Joe Gregory, a retired GBI Investigator said, “He has paid for something he didn't do for 20 years, and I just hope this is finally get him out of there.”
Gregory testified at Perry's trial. He said he vetted Perry’s alibi and has always believed Perry was at work near Atlanta more than four hours from the church on the day the Swains were murdered.
“We could put Dennis Perry in Jonesboro, Georgia within minutes, you might say no more than an hour, prior to the killings, and it was impossible for him to, I don't care what mode of transportation you want to say he had, for him to get from Jonesboro, Georgia, to the church,” Gregory said. “He could not have done that.”
After interviewing dozens of people connected to the case, Simpson said the state's arguments just didn't add up.
“The prosecution's theory always relied on Dennis Perry being some kind of drug addicted vagrant who was down on his luck and he didn't like and hard drugs and who was a racist who wanted to kill a black person and none of that fit,” Simpson said. “I spoke to several people he was incarcerated with over the years, black men who were in close quarters with him all the time for years on end and none of them had ever seen him be racist in the slightest.”
On May 13, 2020, the GBI and the Camden County Sheriff’s Office reopened the case at the request of District Attorney Jackie Johnson.

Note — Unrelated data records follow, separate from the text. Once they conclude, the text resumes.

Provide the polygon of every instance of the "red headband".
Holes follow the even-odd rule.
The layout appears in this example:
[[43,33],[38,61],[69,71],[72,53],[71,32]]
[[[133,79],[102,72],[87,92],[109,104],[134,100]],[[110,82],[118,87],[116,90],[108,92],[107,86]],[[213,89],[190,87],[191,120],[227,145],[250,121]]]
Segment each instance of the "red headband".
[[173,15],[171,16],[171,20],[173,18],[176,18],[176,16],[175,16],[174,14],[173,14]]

The GBI says it will reexamine the investigation and evidence in the case to determine the significance of the DNA findings. Based on the results, Johnson’s office says, the DA will review the case and determine how to proceed for the hearing on Perry’s motion for a new trial.
“We are surprised and disappointed to learn that the District Attorney waited six weeks after we provided the DNA results to ask for this assistance. While we are heartened that the GBI is now investigating the new DNA evidence that implicates an alternative suspect and further exonerates Dennis Perry, in the meantime Mr. Perry remains in prison for crimes he did not commit. He should be released immediately,” The Georgia Innocence Project and Perry’s legal team said in a statement to First Coast News.
Perry is being represented pro-bono by King & Spalding law firm.
Dale Bundy, the now retired GBI investigator who zeroed in on Dennis Perry told First Coast News the new DNA evidence is interesting and bears further investigation by the GBI.
“I will of course cooperate with them in any way that I can,” Bundy said.
The Swain family did not know the case had been reopened until First Coast News reached out to them. They declined to comment for this story.
“Justice will be that person arrested and brought to trial for the Swain murders and to let my cousin Dennis Perry go. Free Dennis Perry. That's what we want,” Baugh said. “It’s been long enough. It’s time for the DA in Brunswick to do the right thing.”
A hearing has been scheduled in the motion for a new trial for July 13, 2020, in Glynn County before Chief Judge Stephen Scarlett.
“We are hopeful to know the results of the GBI’s efforts and to be in a position to respond further prior to the hearing,” Johnson’s Office said.
If you have any information that can help investigators the GBI is asking you call them at 1-800-597-TIPS (8477).